What do these longer musings about value mean for a beginner? When considering any opportunity, I would try to really understand in the potential team delivered anything valuable in the last 12 months. Try to first understand what value could mean in the given industry. For consulting this would mean growth in billable hours in some form for a fraud department it may mean reduction in fraud volume. See if you get good answers with reference to anything that makes sense or just some fluff like “deployed 10 models”. When interviewing with a tech person anything in the ballpark of “improved our infrastructure” or “implemented new technologies that better fits our needs” without direct relation to business value can be a good sign, often means that the tech department has enough standing to focus some time on long term value even if it does not improve next quarters numbers. At least if the delivered business value is clear.
If you only take one thing, then always ask: is the goal clear? How is success measured? By which metric?
Leadership and peers
This should be kind of obvious but take a good hard look at them. Do you want to work with them? Will they inspire you?
I would add that your managers should display the understanding of business value and integrated solutions. This is not always possible, but a beginner should have the opportunity to understand a high-level view of the whole solution and where his piece fits in. If your role is the development of a model, you should get a briefing on how the model will be evaluated in the use case so you can optimize it based on this. Accuracy is not always the answer.

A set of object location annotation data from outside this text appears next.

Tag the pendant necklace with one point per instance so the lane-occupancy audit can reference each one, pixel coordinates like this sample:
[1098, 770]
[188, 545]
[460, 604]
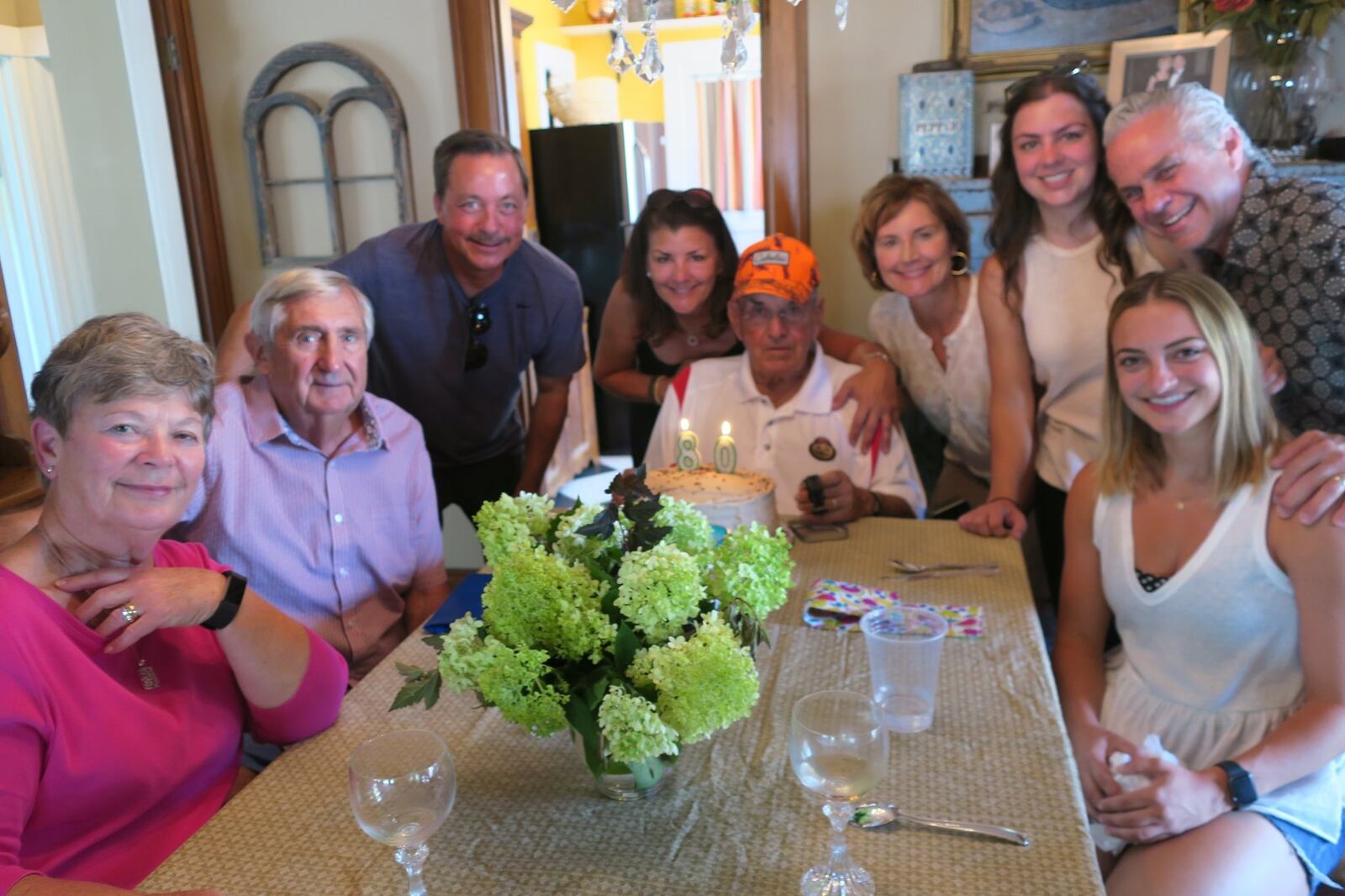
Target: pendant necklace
[148, 678]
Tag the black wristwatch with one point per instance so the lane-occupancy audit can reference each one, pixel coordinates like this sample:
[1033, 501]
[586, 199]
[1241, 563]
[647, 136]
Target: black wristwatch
[229, 606]
[1242, 790]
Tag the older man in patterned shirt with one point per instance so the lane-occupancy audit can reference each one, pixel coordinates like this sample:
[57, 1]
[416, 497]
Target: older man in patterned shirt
[1189, 175]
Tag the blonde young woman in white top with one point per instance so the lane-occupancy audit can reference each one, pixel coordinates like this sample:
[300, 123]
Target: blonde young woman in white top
[1230, 616]
[912, 240]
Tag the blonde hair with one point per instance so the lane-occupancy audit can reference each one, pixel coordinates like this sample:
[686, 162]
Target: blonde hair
[1246, 432]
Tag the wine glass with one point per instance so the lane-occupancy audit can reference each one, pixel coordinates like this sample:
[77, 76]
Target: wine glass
[401, 790]
[840, 750]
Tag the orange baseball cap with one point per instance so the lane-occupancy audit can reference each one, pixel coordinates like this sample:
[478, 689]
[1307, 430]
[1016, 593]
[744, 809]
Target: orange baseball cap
[779, 266]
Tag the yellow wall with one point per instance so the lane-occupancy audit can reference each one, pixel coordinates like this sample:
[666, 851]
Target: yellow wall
[27, 13]
[638, 101]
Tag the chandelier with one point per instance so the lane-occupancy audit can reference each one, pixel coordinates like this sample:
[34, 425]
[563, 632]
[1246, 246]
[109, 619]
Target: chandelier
[737, 19]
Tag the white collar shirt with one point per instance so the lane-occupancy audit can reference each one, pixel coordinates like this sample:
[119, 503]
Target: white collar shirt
[800, 437]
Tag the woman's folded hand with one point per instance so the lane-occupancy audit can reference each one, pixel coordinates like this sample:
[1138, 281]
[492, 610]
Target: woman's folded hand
[134, 602]
[1176, 801]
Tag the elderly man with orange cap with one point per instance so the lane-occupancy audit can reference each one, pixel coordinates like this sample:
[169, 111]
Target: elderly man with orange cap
[778, 398]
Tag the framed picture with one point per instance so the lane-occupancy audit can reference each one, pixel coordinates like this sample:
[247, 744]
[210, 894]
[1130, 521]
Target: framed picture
[1002, 38]
[1157, 64]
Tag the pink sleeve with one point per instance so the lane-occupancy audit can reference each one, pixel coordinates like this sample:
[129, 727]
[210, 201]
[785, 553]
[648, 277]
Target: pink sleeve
[22, 747]
[315, 704]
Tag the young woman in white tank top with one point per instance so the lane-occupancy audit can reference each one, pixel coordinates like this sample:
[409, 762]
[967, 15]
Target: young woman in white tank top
[1230, 616]
[1064, 246]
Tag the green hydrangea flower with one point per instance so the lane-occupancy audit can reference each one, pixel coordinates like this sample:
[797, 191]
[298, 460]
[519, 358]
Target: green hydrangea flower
[504, 677]
[538, 600]
[704, 683]
[462, 658]
[582, 549]
[690, 529]
[513, 681]
[755, 567]
[511, 524]
[659, 589]
[632, 730]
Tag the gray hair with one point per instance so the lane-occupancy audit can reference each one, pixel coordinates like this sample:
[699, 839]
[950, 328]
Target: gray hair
[118, 356]
[293, 286]
[1201, 116]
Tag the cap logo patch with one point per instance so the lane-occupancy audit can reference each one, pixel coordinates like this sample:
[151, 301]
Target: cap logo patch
[822, 450]
[771, 257]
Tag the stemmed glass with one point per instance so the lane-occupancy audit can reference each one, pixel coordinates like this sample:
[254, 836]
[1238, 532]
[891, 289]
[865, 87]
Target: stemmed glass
[840, 750]
[401, 790]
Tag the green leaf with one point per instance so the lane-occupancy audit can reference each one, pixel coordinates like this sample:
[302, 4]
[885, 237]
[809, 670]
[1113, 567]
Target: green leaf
[583, 719]
[625, 647]
[421, 687]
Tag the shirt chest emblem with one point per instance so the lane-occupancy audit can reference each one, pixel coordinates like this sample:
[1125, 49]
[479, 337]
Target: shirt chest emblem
[822, 448]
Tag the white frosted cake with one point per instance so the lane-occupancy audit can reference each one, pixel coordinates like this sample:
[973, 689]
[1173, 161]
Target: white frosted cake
[726, 499]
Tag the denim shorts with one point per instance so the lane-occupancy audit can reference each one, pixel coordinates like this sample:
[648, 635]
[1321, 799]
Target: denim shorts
[1320, 857]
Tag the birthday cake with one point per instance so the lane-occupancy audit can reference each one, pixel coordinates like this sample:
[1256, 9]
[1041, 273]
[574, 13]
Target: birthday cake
[726, 499]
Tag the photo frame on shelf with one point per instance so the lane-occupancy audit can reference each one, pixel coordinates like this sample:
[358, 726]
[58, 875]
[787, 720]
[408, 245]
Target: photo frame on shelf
[1158, 64]
[1008, 38]
[938, 120]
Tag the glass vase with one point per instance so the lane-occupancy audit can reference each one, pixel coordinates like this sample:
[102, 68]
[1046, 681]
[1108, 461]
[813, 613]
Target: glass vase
[616, 781]
[1278, 77]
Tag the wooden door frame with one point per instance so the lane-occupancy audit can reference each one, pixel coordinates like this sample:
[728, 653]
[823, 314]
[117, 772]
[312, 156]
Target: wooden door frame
[479, 65]
[195, 165]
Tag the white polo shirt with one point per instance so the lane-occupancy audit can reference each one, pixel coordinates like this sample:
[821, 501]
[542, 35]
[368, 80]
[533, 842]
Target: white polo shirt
[800, 437]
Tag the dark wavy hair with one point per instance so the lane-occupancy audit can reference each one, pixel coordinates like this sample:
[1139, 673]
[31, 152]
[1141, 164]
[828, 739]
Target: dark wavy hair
[1015, 214]
[672, 210]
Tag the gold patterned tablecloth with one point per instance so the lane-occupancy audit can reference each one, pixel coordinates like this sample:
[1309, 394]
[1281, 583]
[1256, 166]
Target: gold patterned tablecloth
[733, 820]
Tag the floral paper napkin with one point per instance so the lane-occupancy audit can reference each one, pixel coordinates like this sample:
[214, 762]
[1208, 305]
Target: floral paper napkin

Here’s a nice vid that showcases different roles in the field of DS, from a biz side of things:
Challenge and support
Balance is what matters here. You want bigger and bigger challenges over time to grow, often problems you cannot solve when you start but figure it out as you go. The job of a manger is to make sure that it is possible to close the gap and that support is available when needed. This could mean training or a more senior person available to help.
“Growth opportunities” with zero support are a bad sign, those places will typically also have high staff turnover. Avoid.
The paths you may take
Consider where you want to be in 5 years, especially in the beginning. Not sure about it? That is fine, this can all be overwhelming. But work on this question. Things and job titles will change, but the rough directions are tech specialist, tech leader or sales. This is a bit of a additional dimension to the ML-specialisations mentioned in the last post. There are some strong opinions online, you can read up on the different directions to understand them better. Few grains of salt recommended. I would encourage you to test potentials paths. Volunteer to support sales or project management activities, dig yourself so deep into a tech topic that you become the go-to person.
Look at the overall team, a healthy place will have people at all stages of their careers on different paths. Get to know to know them, you will get a much better idea what the paths mean. To my experience people 5-10 years further down your road are ideal mentors. Trusts me, you want mentors.